Tan menuturkan klaim yang berlebihan atau overclaim suatu produk tidak pernah dibenahi.
“Pemerintah yang mestinya punya kendali buat negur, semprit, bahkan kasih sanksi,’ ajaknya disadur dari Liputan6.
Dia mencontohkan, selama ini juga banyak susu pertumbuhan anak yang disebut-sebut bisa membuat anak menjadi pintar dan berbudi.
Tan mengatakan bahwa literasi gizi masyarakat masih minim, sehingga ada kepercayaan-kepercayaan yang dibentuk sebagai opini publik.
“Apa yang mestinya mitos, dijadikan seakan-akan kebenaran, sebaiknya yang fakta ilmiah sama sekali tidak digubris,” ujarnya.

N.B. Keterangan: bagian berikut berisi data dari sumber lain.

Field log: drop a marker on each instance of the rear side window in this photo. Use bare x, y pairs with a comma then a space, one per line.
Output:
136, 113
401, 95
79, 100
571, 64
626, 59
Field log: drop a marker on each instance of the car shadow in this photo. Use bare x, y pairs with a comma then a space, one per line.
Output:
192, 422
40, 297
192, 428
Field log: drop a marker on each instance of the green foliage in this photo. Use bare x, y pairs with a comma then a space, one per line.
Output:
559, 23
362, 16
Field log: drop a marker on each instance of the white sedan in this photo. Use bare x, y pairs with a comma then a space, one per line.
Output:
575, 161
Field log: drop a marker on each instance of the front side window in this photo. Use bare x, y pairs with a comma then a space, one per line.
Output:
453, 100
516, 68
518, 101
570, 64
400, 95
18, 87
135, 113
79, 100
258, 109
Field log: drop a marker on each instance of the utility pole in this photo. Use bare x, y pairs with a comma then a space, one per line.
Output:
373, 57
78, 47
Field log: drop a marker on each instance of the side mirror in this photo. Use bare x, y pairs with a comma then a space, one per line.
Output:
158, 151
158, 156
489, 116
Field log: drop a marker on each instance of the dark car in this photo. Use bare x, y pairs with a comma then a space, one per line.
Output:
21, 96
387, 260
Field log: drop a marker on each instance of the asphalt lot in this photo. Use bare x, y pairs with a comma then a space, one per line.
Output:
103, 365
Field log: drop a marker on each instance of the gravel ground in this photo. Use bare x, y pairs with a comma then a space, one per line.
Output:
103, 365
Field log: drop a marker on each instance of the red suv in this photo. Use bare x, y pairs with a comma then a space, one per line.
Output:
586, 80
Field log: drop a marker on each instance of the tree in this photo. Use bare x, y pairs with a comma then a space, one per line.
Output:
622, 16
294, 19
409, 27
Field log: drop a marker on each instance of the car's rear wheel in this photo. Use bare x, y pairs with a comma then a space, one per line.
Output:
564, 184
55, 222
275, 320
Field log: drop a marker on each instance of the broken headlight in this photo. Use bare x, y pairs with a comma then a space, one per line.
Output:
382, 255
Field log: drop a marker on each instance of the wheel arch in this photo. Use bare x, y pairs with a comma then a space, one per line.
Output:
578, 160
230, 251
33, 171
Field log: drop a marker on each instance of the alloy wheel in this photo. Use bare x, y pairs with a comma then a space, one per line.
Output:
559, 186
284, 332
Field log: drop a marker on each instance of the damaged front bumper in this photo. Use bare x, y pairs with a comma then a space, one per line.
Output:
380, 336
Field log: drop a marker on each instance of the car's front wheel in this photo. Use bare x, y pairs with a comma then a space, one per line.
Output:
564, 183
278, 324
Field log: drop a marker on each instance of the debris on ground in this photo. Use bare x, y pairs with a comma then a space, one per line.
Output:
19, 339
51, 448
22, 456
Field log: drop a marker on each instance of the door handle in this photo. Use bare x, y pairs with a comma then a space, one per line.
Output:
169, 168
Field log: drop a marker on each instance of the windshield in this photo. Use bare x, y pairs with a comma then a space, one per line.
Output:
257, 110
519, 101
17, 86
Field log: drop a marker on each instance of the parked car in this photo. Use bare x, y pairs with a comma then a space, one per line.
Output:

Tan menambahkan, masyarakat Indonesia seringkali tidak mau ribet untuk berpikir dengan nalar.
“Jadi kalau sakit yang diburu solusi, bukan evaluasi. Nah, ini dimanfaatkan pedagang,” terangnya.
Dia menegaskan bahwa susu evaporasi, UHT, serta susu cair sejenis, semuanya sama dengan komposisi yang bisa dibaca di labelnya.
“Tidak ada studi ilmiah yang menghubungkan konsumsi susu dan pencegahan penularan Covid-19. Satu-satunya pencegahan adalah protokol kesehatan ketat,” tutupnya.